Cultural Politics and the Return of Looted Antiquities

Cultural Politics and the Return of Looted Antiquities
A frieze from the Elgin Marbles (Photo by Wikimedia user ChrisO licensed under Creative Commons Attribution-Share Alike 3.0 Unported agreement).

Art and culture are two pillars on which all societies build both identity and a sense of community. But despite the common function of culture in general, the task of developing coherent cultural-heritage laws and policies is complicated by the complexities of particular nations' and cultures' interactions with one another as well as the difficulty of finding concepts that are meaningful to all in order to define the resulting legal relationships. Western notions of property, ownership and restitution, for example, may not translate to other cultures, some of which function according to systems of beliefs and values that run counter to such notions.

Unlike other forms of "property," to which traditional rights are more easily assigned, the formulation of rights in cultural property is complex and fact-specific. Questions about cultural identity and the ownership of culture, and more particularly of the repatriation and restitution of cultural artifacts, implicate broader issues of ethics, globalization, state sovereignty, governance and distribution. The context in which cultural heritage is generated and preserved is important to its meaning, which not only varies depending on the cultural community from which the term and definition emanate, but also depends on the purpose and strategic use for which both term and definition are employed.

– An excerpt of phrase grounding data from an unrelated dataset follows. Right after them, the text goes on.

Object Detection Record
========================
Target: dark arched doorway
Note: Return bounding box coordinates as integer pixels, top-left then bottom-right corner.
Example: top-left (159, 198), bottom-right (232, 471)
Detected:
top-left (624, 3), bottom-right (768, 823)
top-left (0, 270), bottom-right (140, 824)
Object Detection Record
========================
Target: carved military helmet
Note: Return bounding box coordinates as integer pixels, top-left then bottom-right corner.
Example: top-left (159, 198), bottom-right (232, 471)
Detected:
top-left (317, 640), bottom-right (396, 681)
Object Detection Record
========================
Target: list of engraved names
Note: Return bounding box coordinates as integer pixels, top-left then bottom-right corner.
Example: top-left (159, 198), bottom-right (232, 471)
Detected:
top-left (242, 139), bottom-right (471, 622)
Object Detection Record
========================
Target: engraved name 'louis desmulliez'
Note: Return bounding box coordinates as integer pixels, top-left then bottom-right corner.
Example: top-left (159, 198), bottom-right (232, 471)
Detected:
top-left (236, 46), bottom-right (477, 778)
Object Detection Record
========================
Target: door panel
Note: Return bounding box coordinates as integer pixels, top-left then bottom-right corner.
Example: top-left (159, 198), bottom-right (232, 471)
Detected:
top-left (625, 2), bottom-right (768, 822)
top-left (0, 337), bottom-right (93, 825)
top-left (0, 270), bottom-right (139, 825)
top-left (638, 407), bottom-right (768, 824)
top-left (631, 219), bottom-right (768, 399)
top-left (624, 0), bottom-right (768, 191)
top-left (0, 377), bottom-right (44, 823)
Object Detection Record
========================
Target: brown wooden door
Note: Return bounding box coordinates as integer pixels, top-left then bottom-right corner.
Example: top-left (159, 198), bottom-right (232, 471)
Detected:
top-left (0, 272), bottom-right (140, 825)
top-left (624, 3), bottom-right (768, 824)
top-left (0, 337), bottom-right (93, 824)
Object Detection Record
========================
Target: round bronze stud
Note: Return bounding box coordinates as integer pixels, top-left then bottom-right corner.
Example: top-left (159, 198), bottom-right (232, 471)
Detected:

For example, when Philippe de Montebello, former director of the Metropolitan Museum, stated that "whether legally excavated or not, cultural objects have intrinsic qualities from which one can learn a great deal," his statement represented the views and priorities of a cultural internationalist, for whom truth, access and preservation trump issues of return, restitution or repatriation. This notion of cultural property has its origin in an oft-quoted 1986 article by John Henry Merryman, "Two Ways of Thinking About Cultural Property," and contrasts sharply with indigenous and nationalist views. For the former, Western notions of property may have no relevance. For the latter, cultural context and identity politics require return.